Не вставая, еврей взял книгу и, пролистав, ответил:

– Цена здесь не обозначена, а мистера Рэма сейчас нет. Я присматриваю за лавкой, пока он обедает. Сколько вы готовы за нее заплатить?

Он положил книгу на колени, прикрыл ладонью и внимательно посмотрел на Деронду, который с неприязнью подумал, что, возможно, этот поразительный персонаж хочет понять, какую выгоду удастся извлечь из невежества покупателя, однако уточнил:

– А вы не знаете, сколько она стоит?

– Я не знаю рыночной цены. Но позвольте узнать, вы читали эту книгу?

– Нет, но читал рецензию. Потому и решил купить.

– Вы интересуетесь еврейской историей? – В голосе послышалась искренняя радость.

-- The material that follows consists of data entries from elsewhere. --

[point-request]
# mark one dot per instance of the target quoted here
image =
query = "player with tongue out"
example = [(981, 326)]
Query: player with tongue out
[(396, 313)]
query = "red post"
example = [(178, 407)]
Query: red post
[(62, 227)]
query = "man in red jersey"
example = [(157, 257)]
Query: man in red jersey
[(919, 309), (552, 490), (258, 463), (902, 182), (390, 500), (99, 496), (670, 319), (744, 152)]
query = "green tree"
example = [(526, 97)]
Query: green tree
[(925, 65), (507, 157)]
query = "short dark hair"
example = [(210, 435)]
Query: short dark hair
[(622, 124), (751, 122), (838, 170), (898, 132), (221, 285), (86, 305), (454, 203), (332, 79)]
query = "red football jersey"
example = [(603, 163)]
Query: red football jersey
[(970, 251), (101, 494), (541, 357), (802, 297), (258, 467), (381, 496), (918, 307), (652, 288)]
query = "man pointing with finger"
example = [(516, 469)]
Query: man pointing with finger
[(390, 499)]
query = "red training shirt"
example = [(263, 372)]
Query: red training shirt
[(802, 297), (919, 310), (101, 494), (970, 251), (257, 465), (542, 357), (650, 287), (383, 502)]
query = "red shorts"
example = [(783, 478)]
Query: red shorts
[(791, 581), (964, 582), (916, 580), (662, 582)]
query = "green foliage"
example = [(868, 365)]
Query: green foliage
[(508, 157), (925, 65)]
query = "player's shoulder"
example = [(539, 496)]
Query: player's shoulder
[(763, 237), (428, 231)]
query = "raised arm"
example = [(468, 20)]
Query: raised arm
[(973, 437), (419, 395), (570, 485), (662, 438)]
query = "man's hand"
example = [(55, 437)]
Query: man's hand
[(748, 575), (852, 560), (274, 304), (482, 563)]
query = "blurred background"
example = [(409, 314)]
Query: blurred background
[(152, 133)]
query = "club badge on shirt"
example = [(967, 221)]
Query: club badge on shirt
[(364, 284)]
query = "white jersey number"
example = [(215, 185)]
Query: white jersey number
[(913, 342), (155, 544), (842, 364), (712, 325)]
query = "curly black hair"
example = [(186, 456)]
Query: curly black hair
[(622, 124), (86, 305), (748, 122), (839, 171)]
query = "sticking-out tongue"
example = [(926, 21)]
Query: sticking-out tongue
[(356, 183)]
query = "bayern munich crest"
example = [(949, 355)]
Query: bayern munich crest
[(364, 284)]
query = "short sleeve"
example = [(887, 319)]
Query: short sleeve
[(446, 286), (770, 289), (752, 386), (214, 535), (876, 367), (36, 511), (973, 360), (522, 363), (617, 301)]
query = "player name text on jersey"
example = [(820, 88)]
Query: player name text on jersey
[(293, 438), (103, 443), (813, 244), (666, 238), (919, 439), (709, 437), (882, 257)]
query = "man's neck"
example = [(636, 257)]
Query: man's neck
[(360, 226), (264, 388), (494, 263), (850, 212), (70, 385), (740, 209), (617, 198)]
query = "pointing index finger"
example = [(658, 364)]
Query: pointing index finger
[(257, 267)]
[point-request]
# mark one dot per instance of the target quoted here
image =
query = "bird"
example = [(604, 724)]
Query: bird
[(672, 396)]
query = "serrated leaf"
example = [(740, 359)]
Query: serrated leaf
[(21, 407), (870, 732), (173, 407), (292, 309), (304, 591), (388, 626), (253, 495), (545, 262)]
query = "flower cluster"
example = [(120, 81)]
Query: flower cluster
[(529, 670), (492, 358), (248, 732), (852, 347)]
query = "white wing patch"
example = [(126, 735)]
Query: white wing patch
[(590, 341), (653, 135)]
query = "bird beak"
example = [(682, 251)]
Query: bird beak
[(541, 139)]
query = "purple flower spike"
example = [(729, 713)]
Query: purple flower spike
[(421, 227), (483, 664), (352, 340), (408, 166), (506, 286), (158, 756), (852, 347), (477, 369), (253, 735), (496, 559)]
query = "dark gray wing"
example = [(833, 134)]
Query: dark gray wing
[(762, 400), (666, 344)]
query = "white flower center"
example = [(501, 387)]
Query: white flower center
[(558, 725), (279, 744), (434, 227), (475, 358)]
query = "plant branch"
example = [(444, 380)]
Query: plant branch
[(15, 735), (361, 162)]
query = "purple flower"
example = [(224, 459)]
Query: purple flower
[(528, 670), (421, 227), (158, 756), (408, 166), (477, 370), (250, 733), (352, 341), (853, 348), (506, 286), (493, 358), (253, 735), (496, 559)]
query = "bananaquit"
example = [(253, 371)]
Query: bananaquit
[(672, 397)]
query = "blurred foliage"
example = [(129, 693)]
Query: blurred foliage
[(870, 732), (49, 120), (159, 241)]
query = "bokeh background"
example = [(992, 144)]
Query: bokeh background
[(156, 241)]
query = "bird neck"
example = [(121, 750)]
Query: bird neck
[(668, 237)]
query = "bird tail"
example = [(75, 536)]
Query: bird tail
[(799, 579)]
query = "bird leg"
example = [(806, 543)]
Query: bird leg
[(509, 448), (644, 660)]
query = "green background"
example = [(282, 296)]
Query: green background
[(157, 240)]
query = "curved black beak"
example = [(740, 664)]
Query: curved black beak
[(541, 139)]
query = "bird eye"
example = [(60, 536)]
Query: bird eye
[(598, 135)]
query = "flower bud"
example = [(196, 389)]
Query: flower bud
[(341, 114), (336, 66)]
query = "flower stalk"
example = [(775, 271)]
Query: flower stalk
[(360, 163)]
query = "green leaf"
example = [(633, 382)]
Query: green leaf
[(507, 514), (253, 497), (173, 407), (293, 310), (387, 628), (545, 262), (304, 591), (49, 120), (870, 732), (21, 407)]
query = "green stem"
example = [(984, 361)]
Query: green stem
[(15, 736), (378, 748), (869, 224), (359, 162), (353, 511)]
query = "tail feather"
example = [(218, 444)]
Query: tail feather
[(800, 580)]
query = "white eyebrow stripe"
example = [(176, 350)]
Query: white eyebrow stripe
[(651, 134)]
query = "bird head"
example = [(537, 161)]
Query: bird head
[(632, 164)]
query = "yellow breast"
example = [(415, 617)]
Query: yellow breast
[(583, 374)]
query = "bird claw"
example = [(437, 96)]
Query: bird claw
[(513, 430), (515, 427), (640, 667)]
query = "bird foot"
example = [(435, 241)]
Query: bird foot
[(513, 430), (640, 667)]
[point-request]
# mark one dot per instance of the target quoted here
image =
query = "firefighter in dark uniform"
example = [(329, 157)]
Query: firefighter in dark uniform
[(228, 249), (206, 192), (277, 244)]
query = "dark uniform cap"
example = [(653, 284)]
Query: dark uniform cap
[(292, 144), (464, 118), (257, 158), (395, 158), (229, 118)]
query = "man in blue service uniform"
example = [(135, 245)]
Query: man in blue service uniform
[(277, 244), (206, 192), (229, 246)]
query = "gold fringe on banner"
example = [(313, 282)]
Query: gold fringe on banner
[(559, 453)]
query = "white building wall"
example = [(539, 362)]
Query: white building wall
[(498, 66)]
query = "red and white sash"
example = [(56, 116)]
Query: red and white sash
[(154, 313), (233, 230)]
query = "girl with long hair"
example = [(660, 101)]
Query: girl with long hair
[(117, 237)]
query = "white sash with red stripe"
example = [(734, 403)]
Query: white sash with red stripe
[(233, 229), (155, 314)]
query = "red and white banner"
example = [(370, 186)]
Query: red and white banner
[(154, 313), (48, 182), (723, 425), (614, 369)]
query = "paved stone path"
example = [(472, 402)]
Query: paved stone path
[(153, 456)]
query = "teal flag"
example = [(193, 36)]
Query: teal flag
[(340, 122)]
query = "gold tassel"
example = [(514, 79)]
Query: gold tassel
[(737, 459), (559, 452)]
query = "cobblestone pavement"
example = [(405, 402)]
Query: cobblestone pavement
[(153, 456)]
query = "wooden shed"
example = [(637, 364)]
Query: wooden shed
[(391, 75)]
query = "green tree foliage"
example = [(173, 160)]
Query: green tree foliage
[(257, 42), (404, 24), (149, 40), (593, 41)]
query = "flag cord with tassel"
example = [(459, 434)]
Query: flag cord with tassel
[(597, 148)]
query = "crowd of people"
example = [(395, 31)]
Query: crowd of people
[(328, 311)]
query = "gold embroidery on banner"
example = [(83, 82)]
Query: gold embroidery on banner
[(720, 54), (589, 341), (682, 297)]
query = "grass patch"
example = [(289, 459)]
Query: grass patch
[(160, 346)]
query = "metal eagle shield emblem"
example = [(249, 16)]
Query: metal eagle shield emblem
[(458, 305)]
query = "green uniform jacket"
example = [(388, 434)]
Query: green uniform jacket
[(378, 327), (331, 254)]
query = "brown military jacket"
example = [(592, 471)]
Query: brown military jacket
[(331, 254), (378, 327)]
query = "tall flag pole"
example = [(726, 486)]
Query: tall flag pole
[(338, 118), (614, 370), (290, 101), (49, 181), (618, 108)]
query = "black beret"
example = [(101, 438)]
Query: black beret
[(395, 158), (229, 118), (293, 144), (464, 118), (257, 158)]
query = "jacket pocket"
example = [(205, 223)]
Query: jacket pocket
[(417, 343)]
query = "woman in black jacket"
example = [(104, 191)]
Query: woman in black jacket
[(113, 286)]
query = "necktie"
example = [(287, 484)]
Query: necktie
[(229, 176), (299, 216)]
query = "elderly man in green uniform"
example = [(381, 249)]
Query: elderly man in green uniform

– Безусловно, я интересуюсь еврейской историей, – спокойно ответил Деронда. Негодование, что он неожиданно подвергся допросу, сменилось любопытством.

Странный еврей внезапно поднялся, и Деронда ощутил, как крепко сухая ладонь сжала его руку, услышал хриплый взволнованный голос – почти шепот:

– Вы из нашего народа?

Деронда густо покраснел, а потом покачал головой и коротко ответил:

– Нет.

Еврей тут же отдернул руку, выражение заинтересованности сменилось равнодушием, и, протянув книгу, произнес с холодной вежливостью:

– Полагаю, сэр, что мистер Рэм сочтет полгинеи достаточной суммой.

Впечатление от этой перемены – потом Деронда не раз вспоминал его с улыбкой – оказалось странно обескураживающим и унизительным, как будто некое высокопоставленное лицо сочло его неимущим и предоставило скидку. Однако сказать было нечего: Деронда заплатил полгинеи, коротко попрощался и ушел в дурном расположении духа.

Спустя пару минут он вошел в лавку Коэна и увидел пышущее здоровьем, полное лицо, услужливо склонившееся перед клиентом, рассматривающим три серебряные ложки. Увидев посетителя, Коэн позвал:

– Мама! Мама! – и с вежливой улыбкой пояснил: – Одну минуту, сэр. Она сейчас подойдет.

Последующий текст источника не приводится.